Linux-NFS Archive on lore.kernel.org
 help / color / Atom feed
From: Amir Goldstein <amir73il@gmail.com>
To: Olga Kornievskaia <olga.kornievskaia@gmail.com>
Cc: Dave Chinner <david@fromorbit.com>,
	Christoph Hellwig <hch@infradead.org>,
	linux-fsdevel <linux-fsdevel@vger.kernel.org>,
	linux-xfs <linux-xfs@vger.kernel.org>,
	linux-nfs <linux-nfs@vger.kernel.org>,
	overlayfs <linux-unionfs@vger.kernel.org>,
	ceph-devel@vger.kernel.org, CIFS <linux-cifs@vger.kernel.org>
Subject: Re: [PATCH 01/11] vfs: copy_file_range source range over EOF should fail
Date: Mon, 20 May 2019 16:36:12 +0300
Message-ID: <CAOQ4uxgvCz+-snW8h-M-q2KqaPSk-oMYRVn2gWeMNg2jrMP_zg@mail.gmail.com> (raw)
In-Reply-To: <CAN-5tyGN8LPAxxjApBifbs6+eAgOVE8G1x3vawSMfT2Ufo7Bpw@mail.gmail.com>

On Mon, May 20, 2019 at 4:12 PM Olga Kornievskaia
<olga.kornievskaia@gmail.com> wrote:
>
> On Mon, May 20, 2019 at 5:10 AM Amir Goldstein <amir73il@gmail.com> wrote:
> >
> > On Wed, Dec 5, 2018 at 12:31 AM Dave Chinner <david@fromorbit.com> wrote:
> > >
> > > On Tue, Dec 04, 2018 at 04:47:18PM -0500, Olga Kornievskaia wrote:
> > > > On Tue, Dec 4, 2018 at 4:35 PM Dave Chinner <david@fromorbit.com> wrote:
> > > > >
> > > > > On Tue, Dec 04, 2018 at 07:13:32AM -0800, Christoph Hellwig wrote:
> > > > > > On Mon, Dec 03, 2018 at 02:46:20PM +0200, Amir Goldstein wrote:
> > > > > > > > From: Dave Chinner <dchinner@redhat.com>
> > > > > > > >
> > > > > > > > The man page says:
> > > > > > > >
> > > > > > > > EINVAL Requested range extends beyond the end of the source file
> > > > > > > >
> > > > > > > > But the current behaviour is that copy_file_range does a short
> > > > > > > > copy up to the source file EOF. Fix the kernel behaviour to match
> > > > > > > > the behaviour described in the man page.
> > > > > >
> > > > > > I think the behavior implemented is a lot more useful than the one
> > > > > > documented..
> > > > >
> > > > > The current behaviour is really nasty.
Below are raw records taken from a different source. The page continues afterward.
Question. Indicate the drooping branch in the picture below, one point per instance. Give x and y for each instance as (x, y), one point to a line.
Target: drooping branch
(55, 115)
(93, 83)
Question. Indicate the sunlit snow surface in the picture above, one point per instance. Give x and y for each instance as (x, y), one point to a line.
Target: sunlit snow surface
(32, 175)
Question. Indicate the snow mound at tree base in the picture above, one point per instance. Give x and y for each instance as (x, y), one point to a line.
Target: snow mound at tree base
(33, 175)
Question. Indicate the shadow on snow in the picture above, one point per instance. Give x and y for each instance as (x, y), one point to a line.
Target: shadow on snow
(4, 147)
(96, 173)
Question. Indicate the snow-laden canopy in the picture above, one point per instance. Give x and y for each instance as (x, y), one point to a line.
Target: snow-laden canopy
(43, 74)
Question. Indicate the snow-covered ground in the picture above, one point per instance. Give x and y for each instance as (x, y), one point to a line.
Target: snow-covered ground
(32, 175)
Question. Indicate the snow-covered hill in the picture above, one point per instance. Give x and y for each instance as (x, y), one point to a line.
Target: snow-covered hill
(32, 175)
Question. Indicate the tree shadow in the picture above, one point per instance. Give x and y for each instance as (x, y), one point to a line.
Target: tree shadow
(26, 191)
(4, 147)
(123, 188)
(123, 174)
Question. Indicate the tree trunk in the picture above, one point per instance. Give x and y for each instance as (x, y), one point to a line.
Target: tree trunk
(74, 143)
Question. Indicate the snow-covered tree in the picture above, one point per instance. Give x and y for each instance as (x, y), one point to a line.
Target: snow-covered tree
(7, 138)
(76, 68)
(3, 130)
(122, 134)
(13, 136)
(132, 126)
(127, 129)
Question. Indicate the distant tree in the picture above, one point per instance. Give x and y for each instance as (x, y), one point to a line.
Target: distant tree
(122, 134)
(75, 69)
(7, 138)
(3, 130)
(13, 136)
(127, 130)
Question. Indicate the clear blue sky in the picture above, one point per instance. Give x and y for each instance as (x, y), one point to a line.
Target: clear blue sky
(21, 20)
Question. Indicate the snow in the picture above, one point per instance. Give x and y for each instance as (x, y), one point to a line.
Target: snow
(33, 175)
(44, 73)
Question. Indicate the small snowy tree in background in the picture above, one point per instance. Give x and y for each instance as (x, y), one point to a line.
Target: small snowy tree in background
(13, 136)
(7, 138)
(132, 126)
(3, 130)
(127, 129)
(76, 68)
Because copy_file_range() can
> > > > > return short copies, the caller has to implement a loop to ensure
> > > > > the range hey want get copied.  When the source range you are
> > > > > trying to copy overlaps source EOF, this loop:
> > > > >
> > > > >         while (len > 0) {
> > > > >                 ret = copy_file_range(... len ...)
> > > > >                 ...
> > > > >                 off_in += ret;
> > > > >                 off_out += ret;
> > > > >                 len -= ret;
> > > > >         }
> > > > >
> > > > > Currently the fallback code copies up to the end of the source file
> > > > > on the first copy and then fails the second copy with EINVAL because
> > > > > the source range is now completely beyond EOF.
> > > > >
> > > > > So, from an application perspective, did the copy succeed or did it
> > > > > fail?
> > > > >
> > > > > Existing tools that exercise copy_file_range (like xfs_io) consider
> > > > > this a failure, because the second copy_file_range() call returns
> > > > > EINVAL and not some "there is no more to copy" marker like read()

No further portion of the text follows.